1 minute read

Programming languages case styles

Different languages prefer different naming conventions and different letter case styles. I knew about the CamelCase, and in my University, I did work on a small project in Lisp, I didn’t know about the lisp-cas or the kebab-case. I read it on a Github comment and found out what it means. Here are the three most widely used case categories:

CamelCase

Commonly used in Java and C#.

TheQuickBrownFoxJumpsOverTheLazyDog

Spaces and punctuation are removed and the first letter of each word is capitalised. If this includes the first letter of the first word (“CamelCase”, “PowerPoint”, “TheQuick…”, etc.), the case is sometimes called upper camel case (or, illustratively, CamelCase), Pascal case, or bumpy case. When the first letter of the first word is lowercase (“iPod”, “eBay”, “theQuickBrownFox…”), the case is usually known as lower camel case (illustratively: camelCase).

Snake_case

The_quick_brown_fox_jumps_over_the_lazy_dog

Punctuation is removed and spaces are replaced by single underscores. Normally the letters share the same case (e.g. “UPPER_CASE_EMBEDDED_UNDERSCORE” or “lower_case_embedded_underscore”) but the case can be mixed, as in OCaml modules. The style may also be called pothole case, especially in Python programming, in which this convention is often used for naming variables. Illustratively, it may be rendered snake_case, pothole_case, etc.
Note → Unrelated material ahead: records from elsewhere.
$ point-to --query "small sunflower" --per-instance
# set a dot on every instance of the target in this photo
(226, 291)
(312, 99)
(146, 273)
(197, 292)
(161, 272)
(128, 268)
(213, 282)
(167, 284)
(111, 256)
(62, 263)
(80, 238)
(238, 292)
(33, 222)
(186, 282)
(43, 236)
When all-upper-case, it may be referred to as screaming snake case (or SCREAMING_SNAKE_CASE).

kebab-case

The-quick-brown-fox-jumps-over-the-lazy-dog

Similar to snake case, above, except hyphens rather than underscores are used to replace spaces. It is also known as spinal case, Lisp case, and dash case (or illustratively as kebab-case) If every word is capitalised, the style is known as train case (TRAIN-CASE).

Definitions from Letter case (Wikipedia).